3. Select the Right Initial Use Cases
Not all processes are suitable for citizen developers. Start with:
- Medium complexity: Not too simple or too complex
- Limited system integrations: Fewer connection points mean fewer complications
- Clear business value: Visible benefits build momentum
- Enthusiastic process owners: Champions who will evangelize success
4. Scale Strategically
As your program matures:
- Expand training: Move from pilot group to broader audience
- Recognize success: Celebrate and reward automation innovations
- Measure and adjust: Track key metrics and refine your approach
- Create communities: Foster knowledge sharing and collaboration
The Future of Work: Automation for All
The democratization of RPA represents more than a technological shift—it’s a fundamental rethinking of who participates in digital transformation. As RPA platforms continue to evolve, the technical barriers will continue to fall. Natural language processing, AI assistance, and increasingly intuitive interfaces will make building automations as common a business skill as using spreadsheets or creating presentations.

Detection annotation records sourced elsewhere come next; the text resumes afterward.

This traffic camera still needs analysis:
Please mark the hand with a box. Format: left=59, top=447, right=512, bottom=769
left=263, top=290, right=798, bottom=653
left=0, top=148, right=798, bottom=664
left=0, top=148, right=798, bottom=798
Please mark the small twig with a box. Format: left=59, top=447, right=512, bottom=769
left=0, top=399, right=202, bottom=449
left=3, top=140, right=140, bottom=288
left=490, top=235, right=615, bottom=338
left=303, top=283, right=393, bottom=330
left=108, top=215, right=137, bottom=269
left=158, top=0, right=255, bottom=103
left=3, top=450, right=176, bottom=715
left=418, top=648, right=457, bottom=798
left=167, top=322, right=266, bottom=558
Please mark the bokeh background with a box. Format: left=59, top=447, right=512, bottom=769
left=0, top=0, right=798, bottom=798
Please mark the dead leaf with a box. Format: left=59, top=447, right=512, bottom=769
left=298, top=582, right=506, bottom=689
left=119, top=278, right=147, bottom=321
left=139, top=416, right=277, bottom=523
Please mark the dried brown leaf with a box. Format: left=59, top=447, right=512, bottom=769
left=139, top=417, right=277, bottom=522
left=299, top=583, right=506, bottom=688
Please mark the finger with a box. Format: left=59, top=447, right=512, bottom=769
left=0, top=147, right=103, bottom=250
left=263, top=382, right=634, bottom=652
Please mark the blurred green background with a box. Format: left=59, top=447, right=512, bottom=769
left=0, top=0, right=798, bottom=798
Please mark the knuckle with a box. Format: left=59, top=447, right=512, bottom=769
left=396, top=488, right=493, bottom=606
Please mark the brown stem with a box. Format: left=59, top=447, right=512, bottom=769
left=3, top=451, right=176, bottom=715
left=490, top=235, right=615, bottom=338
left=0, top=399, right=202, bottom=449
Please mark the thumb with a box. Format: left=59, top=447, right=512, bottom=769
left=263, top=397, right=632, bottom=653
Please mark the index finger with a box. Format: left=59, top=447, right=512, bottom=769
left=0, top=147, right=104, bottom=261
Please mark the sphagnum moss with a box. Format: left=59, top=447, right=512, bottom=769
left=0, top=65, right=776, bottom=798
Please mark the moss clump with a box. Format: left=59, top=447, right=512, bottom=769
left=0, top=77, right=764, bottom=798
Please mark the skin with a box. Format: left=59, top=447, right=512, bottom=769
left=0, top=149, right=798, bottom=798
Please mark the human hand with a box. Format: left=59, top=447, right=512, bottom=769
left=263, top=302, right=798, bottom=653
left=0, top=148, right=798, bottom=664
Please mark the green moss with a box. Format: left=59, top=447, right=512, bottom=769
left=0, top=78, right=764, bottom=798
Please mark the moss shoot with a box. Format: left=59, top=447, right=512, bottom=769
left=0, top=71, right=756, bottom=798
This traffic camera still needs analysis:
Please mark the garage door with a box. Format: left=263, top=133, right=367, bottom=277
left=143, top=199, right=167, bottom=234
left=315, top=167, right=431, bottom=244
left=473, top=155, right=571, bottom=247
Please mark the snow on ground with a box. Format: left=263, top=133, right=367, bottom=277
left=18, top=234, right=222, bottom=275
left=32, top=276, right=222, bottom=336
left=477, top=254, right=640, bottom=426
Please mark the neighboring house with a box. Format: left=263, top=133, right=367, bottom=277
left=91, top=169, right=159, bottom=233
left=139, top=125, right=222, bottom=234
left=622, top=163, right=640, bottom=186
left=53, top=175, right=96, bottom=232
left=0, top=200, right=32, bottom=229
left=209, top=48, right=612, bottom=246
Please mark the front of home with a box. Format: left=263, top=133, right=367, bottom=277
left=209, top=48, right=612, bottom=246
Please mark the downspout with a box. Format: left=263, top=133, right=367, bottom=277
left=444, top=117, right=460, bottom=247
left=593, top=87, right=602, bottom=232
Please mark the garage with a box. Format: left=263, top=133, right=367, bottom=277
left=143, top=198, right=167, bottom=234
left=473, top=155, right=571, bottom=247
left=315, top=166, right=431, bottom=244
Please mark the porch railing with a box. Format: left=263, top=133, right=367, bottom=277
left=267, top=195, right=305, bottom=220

“We’re moving toward a future where automation is simply part of everyone’s toolkit,” says Dr. Alicia Thornton, Future of Work researcher at MIT. “Just as digital literacy became essential in the past decades, automation literacy will be a core competency for the workforce of tomorrow.” Organizations that embrace this shift—empowering their people with the tools to automate their own work—will gain not just efficiency but agility, innovation, and employee engagement. Those that cling to centralized, IT-driven automation models risk falling behind in an increasingly competitive landscape.
The question is no longer whether to democratize RPA, but how quickly and effectively you can put the power of automation into the hands of those who know your business best.